The board’s decision was sent out to all academics by the Istanbul University Rector’s Office, essentially giving a green light for headscarves in classrooms at public universities.

According to the regulations, an instructor will only have the authority to take note of the incident and report it to the dean. The academic will face an investigation if the new regulation is not followed.

“Don’t ask, don’t tell” was a policy introduced in 1993 by then-U.S. President Bill Clinton as a compromise measure to get around rules regarding homosexuality in the military, effectively allowing gay soldiers to enlist.

If YÖK’s solution finds public acceptance and is not challenged in the Council of State, the country’s top administrative court, it could represent an important step in solving the hard-fought and heavily symbolic legal, political and social dilemma.

It is unsure whether YÖK’s decision is compatible with the 2008 ruling annulling a constitutional amendment that would have allowed the wearing of headscarves on the country’s public-school campuses. But signals from the staunchly secular Republican People’s Party, or CHP, that it may be able to live with this compromise leads many observers to believe that YÖK’s move may be the successful solution through “application” suggested by Constitutional Court head Haşim Kılıç.

In an interview with NTV, sociologist Sencer Ayata, a member of the CHP’s Party Assembly, said the opposition party’s mission regarding the headscarf issue only encompasses universities. Ayata added, however, that the party is concerned that the ruling Justice and Development Party, or AKP, wants to see a broader change that would allow the headscarf in high schools and state offices.

CHP leader Kemal Kılıçdaroğlu was meanwhile asked by journalists to respond to Prime Minister Recep Tayyip Erdoğan’s criticism of his statement calling for a more relaxed, Iranian-style headscarf instead of the current style preferred in Turkey.

“We are in a house of knowledge.

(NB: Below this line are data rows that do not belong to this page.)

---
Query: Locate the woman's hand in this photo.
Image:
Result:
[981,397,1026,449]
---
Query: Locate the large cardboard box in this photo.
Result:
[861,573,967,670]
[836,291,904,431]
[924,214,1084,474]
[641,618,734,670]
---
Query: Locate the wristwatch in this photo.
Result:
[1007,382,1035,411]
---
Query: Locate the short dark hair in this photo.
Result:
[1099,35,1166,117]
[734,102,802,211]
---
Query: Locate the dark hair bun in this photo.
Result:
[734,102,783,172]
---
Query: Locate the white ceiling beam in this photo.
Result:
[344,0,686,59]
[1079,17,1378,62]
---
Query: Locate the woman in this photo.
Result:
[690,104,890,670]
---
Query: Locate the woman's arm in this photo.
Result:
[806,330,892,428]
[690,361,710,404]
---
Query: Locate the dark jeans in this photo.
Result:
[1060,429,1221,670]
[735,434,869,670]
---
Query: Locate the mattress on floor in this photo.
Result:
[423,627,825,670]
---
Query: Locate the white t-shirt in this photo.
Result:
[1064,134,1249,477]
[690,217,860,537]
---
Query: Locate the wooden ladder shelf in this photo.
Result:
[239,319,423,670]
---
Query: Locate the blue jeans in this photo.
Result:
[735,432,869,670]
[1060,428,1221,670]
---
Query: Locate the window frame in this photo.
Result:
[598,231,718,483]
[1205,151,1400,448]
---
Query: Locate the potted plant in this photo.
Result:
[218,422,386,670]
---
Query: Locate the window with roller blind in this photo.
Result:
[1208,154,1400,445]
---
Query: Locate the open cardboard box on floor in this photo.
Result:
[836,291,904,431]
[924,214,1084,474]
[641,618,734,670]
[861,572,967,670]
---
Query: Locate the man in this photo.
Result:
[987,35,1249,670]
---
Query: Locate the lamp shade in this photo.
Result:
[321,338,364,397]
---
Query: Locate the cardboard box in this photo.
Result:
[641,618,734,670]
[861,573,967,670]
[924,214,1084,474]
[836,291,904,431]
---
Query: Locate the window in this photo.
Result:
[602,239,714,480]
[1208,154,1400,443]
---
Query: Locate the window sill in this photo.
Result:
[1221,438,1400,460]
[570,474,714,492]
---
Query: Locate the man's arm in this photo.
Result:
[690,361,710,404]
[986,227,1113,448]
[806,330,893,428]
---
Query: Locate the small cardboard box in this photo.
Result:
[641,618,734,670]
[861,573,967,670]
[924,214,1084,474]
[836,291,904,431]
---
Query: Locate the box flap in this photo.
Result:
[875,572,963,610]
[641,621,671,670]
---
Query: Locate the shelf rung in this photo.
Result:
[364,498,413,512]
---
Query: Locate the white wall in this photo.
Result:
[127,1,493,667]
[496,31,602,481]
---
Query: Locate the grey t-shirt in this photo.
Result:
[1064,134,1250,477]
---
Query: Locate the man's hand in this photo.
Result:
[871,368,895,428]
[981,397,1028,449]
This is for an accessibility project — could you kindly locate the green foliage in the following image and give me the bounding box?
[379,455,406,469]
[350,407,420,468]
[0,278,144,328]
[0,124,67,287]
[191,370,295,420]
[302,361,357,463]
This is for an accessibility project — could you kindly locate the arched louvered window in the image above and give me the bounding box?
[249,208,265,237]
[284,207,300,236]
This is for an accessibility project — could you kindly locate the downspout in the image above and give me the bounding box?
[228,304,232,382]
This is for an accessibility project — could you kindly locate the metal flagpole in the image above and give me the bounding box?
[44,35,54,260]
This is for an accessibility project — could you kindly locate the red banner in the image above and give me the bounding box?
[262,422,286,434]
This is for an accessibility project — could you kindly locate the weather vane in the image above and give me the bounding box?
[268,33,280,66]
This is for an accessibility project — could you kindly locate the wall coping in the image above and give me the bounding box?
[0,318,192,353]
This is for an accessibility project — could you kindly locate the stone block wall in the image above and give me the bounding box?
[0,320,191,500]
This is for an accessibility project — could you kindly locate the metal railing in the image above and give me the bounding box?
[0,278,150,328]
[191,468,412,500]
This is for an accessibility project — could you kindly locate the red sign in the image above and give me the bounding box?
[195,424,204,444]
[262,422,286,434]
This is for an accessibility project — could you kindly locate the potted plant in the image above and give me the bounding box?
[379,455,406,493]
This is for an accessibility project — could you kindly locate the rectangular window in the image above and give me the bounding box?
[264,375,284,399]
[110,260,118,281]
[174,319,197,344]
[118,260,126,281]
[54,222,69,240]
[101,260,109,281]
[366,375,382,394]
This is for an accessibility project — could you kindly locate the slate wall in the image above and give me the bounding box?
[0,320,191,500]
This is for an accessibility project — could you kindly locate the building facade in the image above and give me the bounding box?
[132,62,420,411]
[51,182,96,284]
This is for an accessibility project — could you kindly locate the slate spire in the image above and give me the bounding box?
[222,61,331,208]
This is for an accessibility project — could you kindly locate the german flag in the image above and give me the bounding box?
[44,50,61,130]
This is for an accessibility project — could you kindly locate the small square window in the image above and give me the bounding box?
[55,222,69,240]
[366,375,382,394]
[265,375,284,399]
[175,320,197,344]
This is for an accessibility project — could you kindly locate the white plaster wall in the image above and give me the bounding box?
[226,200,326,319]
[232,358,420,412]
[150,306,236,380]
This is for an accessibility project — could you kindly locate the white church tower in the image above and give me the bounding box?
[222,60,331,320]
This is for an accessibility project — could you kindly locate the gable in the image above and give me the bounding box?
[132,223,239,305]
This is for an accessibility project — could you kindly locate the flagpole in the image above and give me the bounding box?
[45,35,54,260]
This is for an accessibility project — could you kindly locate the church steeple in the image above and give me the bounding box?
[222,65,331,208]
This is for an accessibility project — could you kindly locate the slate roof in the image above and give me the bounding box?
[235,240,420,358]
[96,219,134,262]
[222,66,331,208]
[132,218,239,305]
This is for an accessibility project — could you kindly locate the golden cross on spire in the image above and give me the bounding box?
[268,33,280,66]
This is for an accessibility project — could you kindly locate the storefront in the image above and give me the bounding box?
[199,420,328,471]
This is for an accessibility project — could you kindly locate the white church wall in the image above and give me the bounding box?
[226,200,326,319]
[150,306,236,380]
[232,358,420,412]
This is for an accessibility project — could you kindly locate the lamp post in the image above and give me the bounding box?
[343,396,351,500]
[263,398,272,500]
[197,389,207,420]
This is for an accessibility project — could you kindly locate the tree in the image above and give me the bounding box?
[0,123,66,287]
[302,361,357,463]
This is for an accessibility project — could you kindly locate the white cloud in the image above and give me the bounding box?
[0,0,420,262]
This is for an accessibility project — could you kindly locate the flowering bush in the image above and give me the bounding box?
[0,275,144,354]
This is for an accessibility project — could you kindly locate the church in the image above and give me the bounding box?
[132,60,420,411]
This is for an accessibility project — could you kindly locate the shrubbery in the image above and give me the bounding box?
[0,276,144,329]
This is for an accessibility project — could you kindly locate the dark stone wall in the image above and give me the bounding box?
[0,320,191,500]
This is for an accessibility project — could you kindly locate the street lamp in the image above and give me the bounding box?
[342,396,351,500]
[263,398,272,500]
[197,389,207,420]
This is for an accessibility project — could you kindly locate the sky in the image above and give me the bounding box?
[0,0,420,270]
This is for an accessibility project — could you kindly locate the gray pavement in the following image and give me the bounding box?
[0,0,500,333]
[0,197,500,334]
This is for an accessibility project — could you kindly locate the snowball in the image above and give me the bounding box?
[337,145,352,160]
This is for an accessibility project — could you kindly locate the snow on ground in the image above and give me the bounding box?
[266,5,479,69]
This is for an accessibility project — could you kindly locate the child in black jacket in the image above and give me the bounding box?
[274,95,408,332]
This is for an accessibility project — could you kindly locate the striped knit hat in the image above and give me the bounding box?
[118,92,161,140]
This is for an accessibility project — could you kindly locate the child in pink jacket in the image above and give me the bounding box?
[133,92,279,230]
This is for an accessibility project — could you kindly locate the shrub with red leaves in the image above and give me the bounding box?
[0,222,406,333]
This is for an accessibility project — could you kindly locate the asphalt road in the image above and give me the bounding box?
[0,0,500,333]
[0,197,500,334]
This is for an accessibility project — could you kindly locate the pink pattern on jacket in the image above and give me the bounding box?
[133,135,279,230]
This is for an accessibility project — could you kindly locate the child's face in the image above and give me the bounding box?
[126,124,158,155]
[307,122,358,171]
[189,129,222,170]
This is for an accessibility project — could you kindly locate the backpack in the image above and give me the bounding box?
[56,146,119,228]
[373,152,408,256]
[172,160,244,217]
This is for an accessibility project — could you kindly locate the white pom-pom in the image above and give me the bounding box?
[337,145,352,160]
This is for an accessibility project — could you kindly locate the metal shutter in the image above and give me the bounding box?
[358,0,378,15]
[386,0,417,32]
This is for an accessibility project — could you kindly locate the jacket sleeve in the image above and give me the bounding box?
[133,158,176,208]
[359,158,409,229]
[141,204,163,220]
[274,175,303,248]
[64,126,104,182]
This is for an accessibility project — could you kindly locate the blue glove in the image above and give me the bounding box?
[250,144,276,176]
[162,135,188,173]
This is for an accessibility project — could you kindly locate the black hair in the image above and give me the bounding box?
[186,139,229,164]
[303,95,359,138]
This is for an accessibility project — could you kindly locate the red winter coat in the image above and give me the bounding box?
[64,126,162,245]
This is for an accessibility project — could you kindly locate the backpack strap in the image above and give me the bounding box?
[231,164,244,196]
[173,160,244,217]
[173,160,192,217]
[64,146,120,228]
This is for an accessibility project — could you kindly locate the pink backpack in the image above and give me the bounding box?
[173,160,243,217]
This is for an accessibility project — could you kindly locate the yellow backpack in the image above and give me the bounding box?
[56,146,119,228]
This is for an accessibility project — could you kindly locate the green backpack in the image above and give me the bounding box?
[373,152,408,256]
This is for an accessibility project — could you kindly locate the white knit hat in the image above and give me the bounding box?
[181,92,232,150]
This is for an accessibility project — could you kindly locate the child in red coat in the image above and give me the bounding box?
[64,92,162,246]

It teaches us to use our knowledge, minds and logic. If we give freedom to knowledge, we can stop discussing these artificial problems,” Kılıçdaroğlu said.

An AKP effort to allow the wearing of the headscarf at public universities was nixed by the Constitutional Court in 2008. In addition, a number of Council of State decisions ban the wearing of the headscarf at universities.

site: http://www.hurriyetdailynews.com/n.php?n=yok-introduces-own-formula-to-overcome-headscarf-quagmire-2010-10-04

Azunite
October 4th, 2010, 03:05 PM
Songül you are a lot interested about Turkey :D
In my opinion peopel shouldn't go to univercities with headscarves

Asylum
October 4th, 2010, 08:29 PM
Cengiz, I love Turkey and I'm always reading up on the news :D Turkey is my home and my love <3

Just curious but why are you against hijab?

Azunite
October 5th, 2010, 09:32 AM
Dunno, maybe because I have a modernist mind and turban is just too archaic in my opinion.